Pendant l'héroïque défense de la Champagne, M. de Talleyrand sut agir. Ses amis, et il en eut, du moment qu'il cria vive le roi, parmi les gens qui le repoussaient la veille, ses amis le soutinrent et de leur fortune, et de leur crédit dans les partis alliés, de tout ce qui enfin était en leur pouvoir. Aussi, lorsque le jour du 31 mars arriva, tout était prêt pour l'attaque du côté du drapeau blanc; rien ne l'était pour la défense des aigles de l'Empire.

M. de Talleyrand logeait alors dans son nouvel hôtel de la rue Saint-Florentin. Je savais qu'il y recevait tous les jours une nombreuse foule tout ardente pour arborer la cocarde blanche: madame de Dino s'y préparait la première, la duchesse de Courlande... Que nous voulaient ces femmes?

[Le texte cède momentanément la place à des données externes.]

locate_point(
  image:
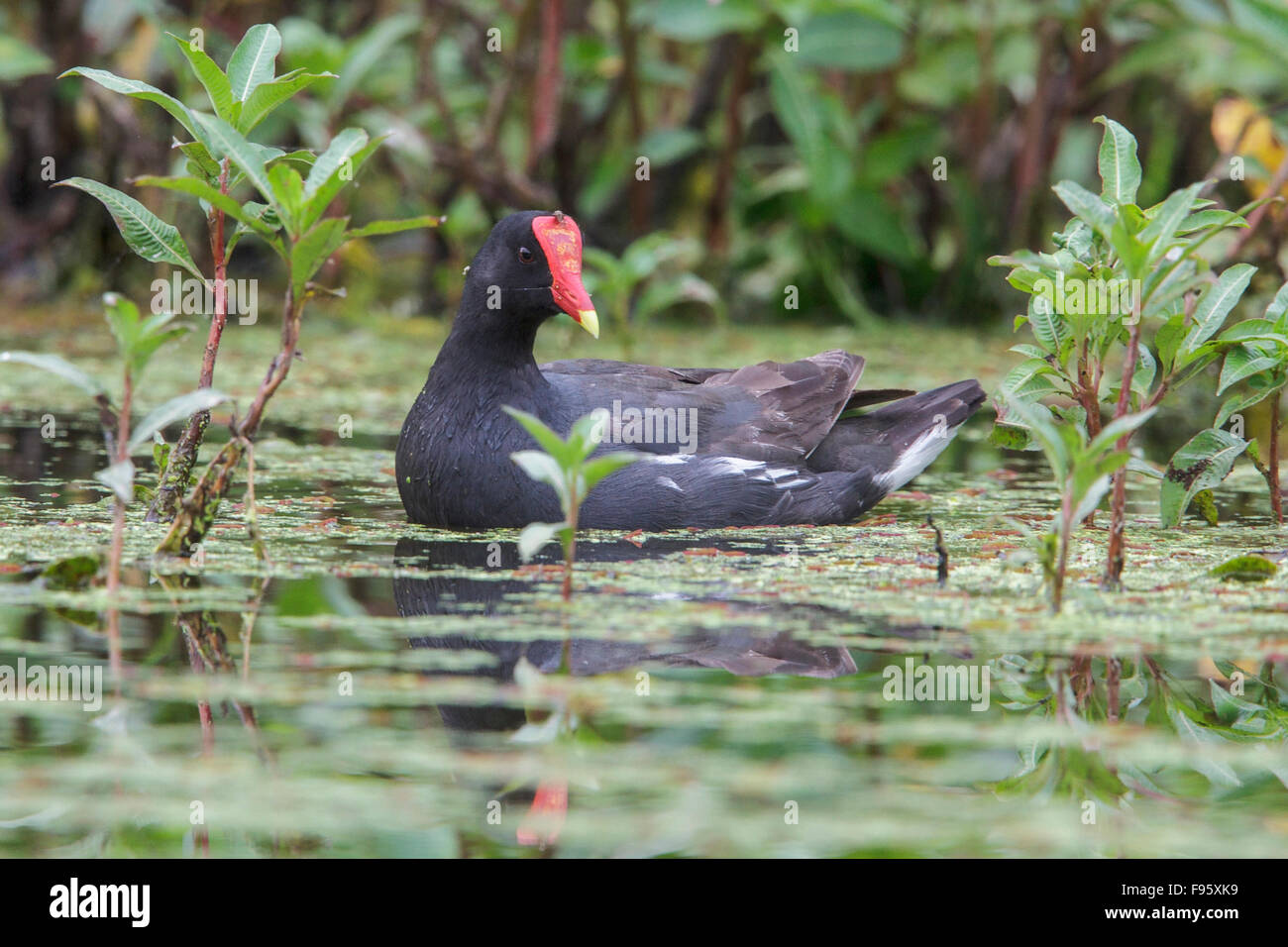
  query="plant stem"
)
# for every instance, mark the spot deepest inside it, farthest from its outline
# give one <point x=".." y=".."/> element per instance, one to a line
<point x="197" y="509"/>
<point x="1276" y="500"/>
<point x="571" y="552"/>
<point x="1115" y="557"/>
<point x="114" y="565"/>
<point x="183" y="455"/>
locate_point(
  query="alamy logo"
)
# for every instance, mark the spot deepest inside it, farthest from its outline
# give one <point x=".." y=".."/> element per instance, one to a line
<point x="1083" y="296"/>
<point x="651" y="425"/>
<point x="194" y="296"/>
<point x="75" y="899"/>
<point x="936" y="684"/>
<point x="82" y="684"/>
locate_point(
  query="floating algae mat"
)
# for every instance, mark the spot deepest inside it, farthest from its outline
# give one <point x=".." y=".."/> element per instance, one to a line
<point x="735" y="692"/>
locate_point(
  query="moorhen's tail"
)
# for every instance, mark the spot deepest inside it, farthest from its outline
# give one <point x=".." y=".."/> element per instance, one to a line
<point x="898" y="441"/>
<point x="861" y="460"/>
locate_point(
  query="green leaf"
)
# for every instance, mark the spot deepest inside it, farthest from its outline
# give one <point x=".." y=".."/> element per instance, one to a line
<point x="268" y="95"/>
<point x="1216" y="303"/>
<point x="228" y="142"/>
<point x="587" y="433"/>
<point x="1201" y="464"/>
<point x="288" y="187"/>
<point x="537" y="535"/>
<point x="849" y="40"/>
<point x="369" y="51"/>
<point x="544" y="436"/>
<point x="1236" y="403"/>
<point x="1244" y="569"/>
<point x="1119" y="427"/>
<point x="149" y="236"/>
<point x="58" y="367"/>
<point x="313" y="249"/>
<point x="378" y="227"/>
<point x="138" y="90"/>
<point x="1240" y="363"/>
<point x="1170" y="214"/>
<point x="174" y="410"/>
<point x="1279" y="304"/>
<point x="1086" y="206"/>
<point x="1120" y="167"/>
<point x="252" y="63"/>
<point x="120" y="479"/>
<point x="210" y="195"/>
<point x="197" y="157"/>
<point x="334" y="167"/>
<point x="211" y="78"/>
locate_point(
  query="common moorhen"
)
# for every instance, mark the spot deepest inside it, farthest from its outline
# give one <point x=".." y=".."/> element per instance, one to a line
<point x="769" y="444"/>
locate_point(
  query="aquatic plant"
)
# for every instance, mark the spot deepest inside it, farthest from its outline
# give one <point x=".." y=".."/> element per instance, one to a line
<point x="137" y="342"/>
<point x="1119" y="270"/>
<point x="1082" y="466"/>
<point x="290" y="219"/>
<point x="567" y="467"/>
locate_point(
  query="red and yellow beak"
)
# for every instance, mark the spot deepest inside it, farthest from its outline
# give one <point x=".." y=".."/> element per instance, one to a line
<point x="561" y="240"/>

Elles n'étaient pas Françaises.

L'Impératrice quitta Paris. Si M. de Talleyrand n'eût pas été offensé, je suis certaine qu'il se fût opposé à son départ et à celui du Roi de Rome... Mais son parti était pris et le gant jeté, il fallait seulement trouver un moyen de ne pas partir.

Bourrienne, ce misérable, comblé des bienfaits de l'Empereur, et qui se dévoua à la honte et à la haine comme un autre à une noble conduite, trouva un moyen pour empêcher le départ de M. de Talleyrand; il fit aller à la barrière par laquelle devait sortir M. de Talleyrand un bataillon de garde nationale dévoué, avec des ordres secrets... M. de Talleyrand part et monte dans sa voiture; le duc de Rovigo, qui avait ordre de ne partir qu'après M. de Talleyrand, retourne alors chez lui, monte en voiture, et bientôt il est sur la route de Blois. Mais arrivé à la barrière convenue, M. de Talleyrand voit sa voiture entourée par un bataillon de garde nationale.

—Monseigneur, vous ne partirez pas!

—Mes amis, laissez-moi faire mon devoir. Je dois partir.

—Non, monseigneur, vous ne nous quitterez pas!

—Mes amis!... mes amis, je vous conjure!...

Et le résultat de cette comédie fut le retour de M. de Talleyrand dans sa maison, lorsque M. de Rovigo, comme un simple qu'il était, croyait en être suivi sur la route de Blois...

On sait le reste...

Lorsqu'on vit l'empereur Alexandre prendre l'hôtel de M. de Talleyrand pour y loger, la chose fut résolue, et on sut, avant qu'elle ne fût proclamée, quelle serait la forme du gouvernement qu'on allait avoir.